To be more clear, specifically as examples:

- As VRP relies on the static analysis of value ranges, primarily based
on embedded implicit and/or explicit constant values which enables the
detection of both bound ranges and potential value range overflows, this
information may be used to both identify both known safe optimizations,
as well as those known to be potentially unsafe based upon the easily
identifiable true overflow behavior of the target.

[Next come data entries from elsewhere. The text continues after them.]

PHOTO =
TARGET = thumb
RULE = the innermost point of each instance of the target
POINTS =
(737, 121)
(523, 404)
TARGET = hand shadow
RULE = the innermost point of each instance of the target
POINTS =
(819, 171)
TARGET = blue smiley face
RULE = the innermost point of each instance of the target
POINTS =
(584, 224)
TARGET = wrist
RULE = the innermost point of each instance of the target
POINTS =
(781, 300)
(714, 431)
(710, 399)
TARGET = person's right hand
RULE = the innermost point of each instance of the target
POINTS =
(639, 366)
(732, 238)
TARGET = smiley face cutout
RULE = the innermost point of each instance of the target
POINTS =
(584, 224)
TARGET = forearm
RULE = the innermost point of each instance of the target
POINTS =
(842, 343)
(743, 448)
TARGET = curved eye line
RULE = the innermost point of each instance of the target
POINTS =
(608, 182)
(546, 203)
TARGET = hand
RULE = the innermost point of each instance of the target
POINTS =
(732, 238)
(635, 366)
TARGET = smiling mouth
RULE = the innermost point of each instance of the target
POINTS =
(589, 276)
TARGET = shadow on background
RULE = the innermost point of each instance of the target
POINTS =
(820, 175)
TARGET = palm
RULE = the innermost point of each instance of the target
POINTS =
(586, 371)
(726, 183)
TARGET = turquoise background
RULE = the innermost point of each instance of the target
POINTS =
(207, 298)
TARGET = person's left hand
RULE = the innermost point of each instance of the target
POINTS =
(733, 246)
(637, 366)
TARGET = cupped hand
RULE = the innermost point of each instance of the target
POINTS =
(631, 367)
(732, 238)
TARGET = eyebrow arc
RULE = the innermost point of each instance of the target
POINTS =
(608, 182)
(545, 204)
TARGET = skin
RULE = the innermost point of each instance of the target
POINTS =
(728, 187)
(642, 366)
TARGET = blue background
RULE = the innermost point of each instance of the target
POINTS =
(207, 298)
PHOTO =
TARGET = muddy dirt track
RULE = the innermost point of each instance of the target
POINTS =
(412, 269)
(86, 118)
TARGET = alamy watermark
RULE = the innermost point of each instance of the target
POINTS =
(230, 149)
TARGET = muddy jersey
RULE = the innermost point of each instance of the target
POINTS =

Therefore is seems
clear that the most desirable default behavior for VRP based optimizations
would be to only enable those which are known to be safe (i.e. not alter
the behavior of the resulting program, nor requires a halting problem be
solved), by default; and enable through an explicit command line switch
the presumption that no integer overflows will occur, with optionally the
warning diagnosis of all locations were potential overflow was identified
and may result in differing program behavior. (Again no halting problems
need to solved)

- Correspondingly, as pointer null comparison optimizations are known to be
unsafe for targets which are known to not trap null-pointer dereferences,
this optimization should only be enabled by default for targets which are
known to do so (regardless of if it's perceived to be "technically allowed",
as it should be obvious that any optimization which will identifiably alter
program behavior should never be invoked by default at any optimization
level without explicit request and optional corresponding diagnosis).

As just my opinion, and possibly the opinion of many who've ever cursed
the result of an optimization's altering a program's logical behavior
(which I can't imagine as ever being desirable in any circumstance, as
optimizations should ideally eliminate logical redundancies, not alter
logical semantics, without explicit request).